Şuayp Şehri'nden kuzeye doğru devam edince, 16 km sonra Soğmatar Harabeleri ile karşılacağımızı okumuştuk ama dağların arasında kayboluyoruz. Her yer taş. Taşa kesilmiş bir anı yaşıyoruz. Taşa tohum ekilmez derler, ekili bir tek çöp göremiyoruz. Sanki bir film setinde, farklı bir gezegene yolculuk yapan gezginleriz.
Ekim ayının son çeyreğinde olmamıza rağmen, hava çok sıcak ve etrafa asfalttan yukarıya doğru bir sıcaklık yükseliyor. "Matar", Arapça yağmur demekmiş. Bir nevi ilahi, tekerleme dilimize takılıyor.
Yağ yağ yağmur,
Tarlada çamur,
Teknede hamur,
Ver allahım ver,
Sellice yağmur.
Aslında kışın bol yağmur alan bu bölgenin taşa kesilmesi, yazın koyun ve keçilerin su ihtiyaçlarını karşılayacak sarnıç ve kuyuların oluşmasını sağlamış ve hatta Hz. Musa'nın bu bölgede çiftlik yaptığına ve Yağmurlu Köyü'deki kuyulardan birinin Hz. Musa'nın asası ile açıldığına inanılıyor.

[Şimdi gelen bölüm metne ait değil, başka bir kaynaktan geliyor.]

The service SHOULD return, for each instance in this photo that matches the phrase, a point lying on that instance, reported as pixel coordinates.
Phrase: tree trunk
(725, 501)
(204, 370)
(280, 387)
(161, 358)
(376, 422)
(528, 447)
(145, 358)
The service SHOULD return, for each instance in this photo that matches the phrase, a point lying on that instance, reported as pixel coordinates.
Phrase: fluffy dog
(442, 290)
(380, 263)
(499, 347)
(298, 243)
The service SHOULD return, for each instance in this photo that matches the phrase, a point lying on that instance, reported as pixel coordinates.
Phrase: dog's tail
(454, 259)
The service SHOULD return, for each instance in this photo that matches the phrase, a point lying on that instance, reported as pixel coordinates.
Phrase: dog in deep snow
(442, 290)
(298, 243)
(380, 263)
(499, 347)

Oldukça bozuk bir yoldan, etrafı dağ ve yüksek tepelerle çevrili Yağmurlu Köyü'ne (Soğmatar) girdiğimizde, yağmur duasının devamını getirmem gerektiğini anlıyorum: "Evvel zaman içinde, kalbur zaman içinde, deve tellal iken, sinek berber iken, ben annemin babamın beşiğini tıngır mıngır sallar iken..." İşte bu masal girizgahını yapmanız gerekiyor, çünkü bir masalın içine düşüveriyorsunuz. Köyün ahalisi, altı ile on yaşlarındaki çocuklardan oluşmuş sanki. Her evden ona yakın çocuk çıkıyor. Küçük adamlar, çok az bildikleri yarım yamalak Türkçeleri ile bize yardımcı olmak istiyorlar.
-Abla, tepede yazılar var, göstereyim mi?
- Uzakta mı?
- Yok abla, arabaya bineyim, az ileride...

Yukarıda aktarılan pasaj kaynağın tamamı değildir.